I suppose the cast to int is the most fragile part, you need to trust that you get a floor rounding and not a nearest (as you would get from lround). Too bad the standard doesn’t provide these :confused:


#14

Bingo! :slight_smile:


#15

Got it working then?


#16

I’m not sure there’s any advantage in using an AudioBuffer object in there either… probably some raw heap would do.


#17

Yes, got it working. Before I was incrementing the read position by 1 after processing each block, now at the end of each block I am updating the read position by getting the next smoothed value and adjusting it according to my write value (just as I do before the start of the loop). works great now!

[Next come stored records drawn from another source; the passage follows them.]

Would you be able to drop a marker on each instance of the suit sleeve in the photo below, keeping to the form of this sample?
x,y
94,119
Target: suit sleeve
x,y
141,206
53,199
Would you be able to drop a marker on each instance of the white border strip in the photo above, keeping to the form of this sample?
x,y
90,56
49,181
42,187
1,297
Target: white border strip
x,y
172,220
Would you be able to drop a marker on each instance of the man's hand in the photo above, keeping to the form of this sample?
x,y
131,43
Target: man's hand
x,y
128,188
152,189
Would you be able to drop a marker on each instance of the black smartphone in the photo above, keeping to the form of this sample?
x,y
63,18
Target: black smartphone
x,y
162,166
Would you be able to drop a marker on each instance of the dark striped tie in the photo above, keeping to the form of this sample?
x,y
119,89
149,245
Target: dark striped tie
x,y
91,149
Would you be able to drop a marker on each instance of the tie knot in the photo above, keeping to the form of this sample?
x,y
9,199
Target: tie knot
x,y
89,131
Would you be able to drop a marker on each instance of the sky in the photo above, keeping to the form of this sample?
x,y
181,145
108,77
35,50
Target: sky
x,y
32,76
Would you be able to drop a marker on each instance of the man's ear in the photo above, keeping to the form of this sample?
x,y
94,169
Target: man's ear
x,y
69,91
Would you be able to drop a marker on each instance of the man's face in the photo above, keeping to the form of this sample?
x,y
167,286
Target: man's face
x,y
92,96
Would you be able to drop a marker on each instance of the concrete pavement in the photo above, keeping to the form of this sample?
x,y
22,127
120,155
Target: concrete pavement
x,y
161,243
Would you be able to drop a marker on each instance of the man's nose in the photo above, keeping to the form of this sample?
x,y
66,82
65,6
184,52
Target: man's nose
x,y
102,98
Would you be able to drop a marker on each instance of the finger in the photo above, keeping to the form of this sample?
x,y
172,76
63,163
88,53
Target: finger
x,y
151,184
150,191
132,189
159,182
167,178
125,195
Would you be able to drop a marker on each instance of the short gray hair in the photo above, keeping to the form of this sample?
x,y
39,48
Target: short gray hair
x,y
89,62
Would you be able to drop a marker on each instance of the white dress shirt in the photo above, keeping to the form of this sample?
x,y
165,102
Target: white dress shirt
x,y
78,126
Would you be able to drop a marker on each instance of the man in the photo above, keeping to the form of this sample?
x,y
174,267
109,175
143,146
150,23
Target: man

incidentally, I agree about using the AudiBuffer object, I switched it out to a float * last night.


#18

You’re also doing channel by channel processing. I suspect (untested) that it’s a lot easier to do sample by sample and then do the channels in an inner loop for each sample. That way you can reuse coefficents, e.g. after smoothing, for each channel, e.g.:

for (int sample = 0 ... numSamples)
{
  auto delayTime = delay.getNextValue()
  for (int channel = 0 ... numChannels)
  {
   .... delay code ... 
  }
}

#19

I was just thinking about that. Since I have been using independent time delays for the left and right channels it hasn’t come up, but that makes sense with regards to the feedback and dry/wet mix. thanks for the suggestion!


#20

Yes and no. You should do it per parameter, per channel, and then per sample. For instance, if you are smoothing your parameters, use a window of 32 samples. This way, you have a fixed delay in time, which means vectorization, and this will speed up your code by quite a factor.